Viva!

18 months!
You’ve come a long way baby!

Don’t mind me… I’m only a day late for the 18 month milestone post…!

Niamh. My ‘Neeva’ – or ‘Diva’ if she’s being one – or, most frequently, ‘Viva’, which I think I latched onto because of her amazing joie de vivre. She has enough of that for all of us, I think! Finn has of recent times dubbed her ‘Miss Snuv’. Not sure why, and despite stumbling across a ‘snuv’ or two in a Dr Seuss book, Finn tells me he made it up himself. Sort of cute, though probably not something she’ll want to be sticking around in a couple of decades.

She is pure energy, this one. Slightly scary, yet inspirational, in her absolute fearlessness. She was climbing before she was walking, and she has never stopped, forever pushing the limits of what I’ll allow her to scale before I intervene. She’s incredibly sociable – kids seem to flock to her in the playground, and she frequently seeks out some other mother’s lap to occupy during library storytime. Raising such an extrovert is a completely new and fascinating experience for me. She’s incredibly headstrong, as well, and already, I foresee a somewhat, uh, challenging couple of years ahead. That’s not all. I start to feel rather faint whenever someone mentions teenagerhood.
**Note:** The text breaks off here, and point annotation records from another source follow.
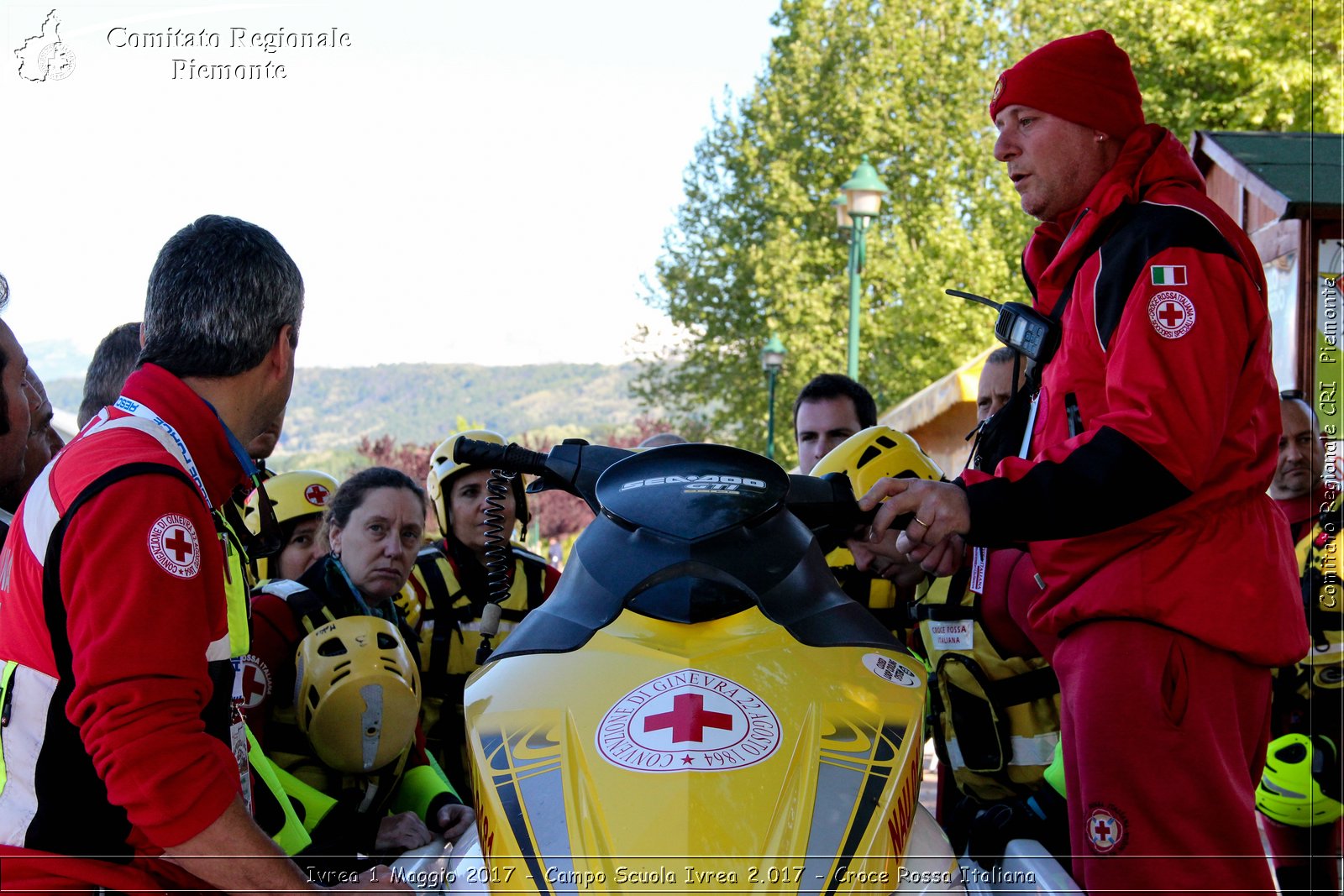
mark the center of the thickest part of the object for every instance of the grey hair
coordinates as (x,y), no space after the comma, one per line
(219,293)
(109,369)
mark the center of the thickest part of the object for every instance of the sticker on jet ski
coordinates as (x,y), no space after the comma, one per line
(889,669)
(689,720)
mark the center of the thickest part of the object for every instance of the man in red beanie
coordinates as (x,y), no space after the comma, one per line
(1169,577)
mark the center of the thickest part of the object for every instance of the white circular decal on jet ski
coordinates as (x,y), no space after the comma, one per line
(889,669)
(689,720)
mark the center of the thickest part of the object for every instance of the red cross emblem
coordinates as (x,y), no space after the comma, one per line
(174,546)
(179,546)
(255,681)
(689,719)
(1104,831)
(1171,313)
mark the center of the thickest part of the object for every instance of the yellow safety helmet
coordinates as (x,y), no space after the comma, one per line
(443,468)
(1297,773)
(293,497)
(875,453)
(869,456)
(356,694)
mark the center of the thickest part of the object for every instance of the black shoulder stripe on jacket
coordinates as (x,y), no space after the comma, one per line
(1131,249)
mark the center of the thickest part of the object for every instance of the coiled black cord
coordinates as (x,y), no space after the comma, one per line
(497,557)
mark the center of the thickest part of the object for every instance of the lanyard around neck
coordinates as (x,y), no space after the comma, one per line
(176,443)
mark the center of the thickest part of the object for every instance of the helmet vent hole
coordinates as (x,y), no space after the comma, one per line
(870,453)
(1292,754)
(331,647)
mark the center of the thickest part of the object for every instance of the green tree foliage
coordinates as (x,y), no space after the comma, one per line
(1252,65)
(754,248)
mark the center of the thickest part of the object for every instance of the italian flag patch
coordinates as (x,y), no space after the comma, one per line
(1168,275)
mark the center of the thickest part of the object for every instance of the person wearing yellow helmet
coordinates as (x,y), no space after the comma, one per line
(394,799)
(299,499)
(450,589)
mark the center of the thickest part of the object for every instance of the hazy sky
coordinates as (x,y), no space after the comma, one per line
(465,181)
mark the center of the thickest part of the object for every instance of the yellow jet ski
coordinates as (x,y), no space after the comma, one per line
(698,707)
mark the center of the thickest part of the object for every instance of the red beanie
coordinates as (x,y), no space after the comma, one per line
(1085,80)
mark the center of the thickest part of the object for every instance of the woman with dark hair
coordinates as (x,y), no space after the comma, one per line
(450,591)
(374,526)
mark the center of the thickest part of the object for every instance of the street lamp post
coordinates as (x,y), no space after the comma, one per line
(864,195)
(772,360)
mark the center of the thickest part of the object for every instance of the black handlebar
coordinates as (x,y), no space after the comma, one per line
(506,457)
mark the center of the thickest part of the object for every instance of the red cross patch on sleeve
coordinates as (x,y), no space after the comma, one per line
(1173,315)
(174,546)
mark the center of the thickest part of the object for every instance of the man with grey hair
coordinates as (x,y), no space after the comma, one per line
(123,613)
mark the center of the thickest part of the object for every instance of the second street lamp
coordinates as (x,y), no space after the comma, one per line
(864,197)
(772,362)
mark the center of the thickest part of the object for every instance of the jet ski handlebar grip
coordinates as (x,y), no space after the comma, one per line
(504,457)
Niamh doesn’t talk a lot. At 18 months she has only a few clearly recognizable words, and a smattering of other funny little half-words – ‘du’ for duck, ‘mi’ for milk, ‘be’ for bed, ‘mir’ for mirror, ‘muh’ for more, and so on. Oh, and she has a respectable collection of animal noises too! None of the ‘No, she’s not talking yet’ conversations are worrying me at this point. Here, at least, she is practically identical in development to Finn. At 18 months, we feared he would never talk. Six months later, we feared he would never shut up (we were right!) Because we anticipated this with Niamh, I started doing a little sign language with her at about 9 months. We borrowed the ‘Tiny Talk’ book and DVD from a neighbour. Tiny Talk is partly based on Auslan (Australian Sign Language), and partly based on signs babies naturally make. (Both my kids practically came out of the womb making the sign for ‘eat’, for example).

‘Milk’ and ‘eat’ were the first signs Niamh and I used together (oh, and ‘done’, which was just a sign Niamh came up with naturally), and really I didn’t do much more until some time after she turned one. At some point she picked up on the ‘more’ I had been signing to her a bit, and signed it back. That’s when I realised what excellent potential there was for communicating. Niamh now recognizes (and uses most of) about 20 different signs. Most helpful are ‘milk’ (which she also tends to use for generic ‘drink’ now that she’s no longer breastfeeding), ‘eat’, ‘done’, ‘more’, ‘help’, ‘yes’, ‘no’, ‘please/thankyou’ (the same sign, though she only consistently signs for please), and ‘down’. ‘Ball’ and ‘duck’ (accompanied by a very commendable quacking noise) are two of her other favourites. The other day she was scribbling on a bit of paper, when she turned to me and informed me that her drawing was a ‘ball’. It was an excellent moment. Signs give her ‘words’ for telling us things. Even though Finn understood everything we said to him at the same age, and could demonstrate a lot of his knowledge, he didn’t actually have ‘words’ to just tell us stuff – communication with him was a lot about reading body language, and often guesswork on our part.

Mini Charlie impersonator
This impromptu impersonation of Charlie had us all in fits. This was pizza night about six weeks ago, and we had been playing with sequins earlier in the week, sticking them on our noses and whatnot. Niamh plonked this piece of olive under her nose and (obviously) though it incredibly hilarious. Her sense of humour is wicked.

My beautiful girl. You are a wonder and a delight to know. Happy One-And-A-Half!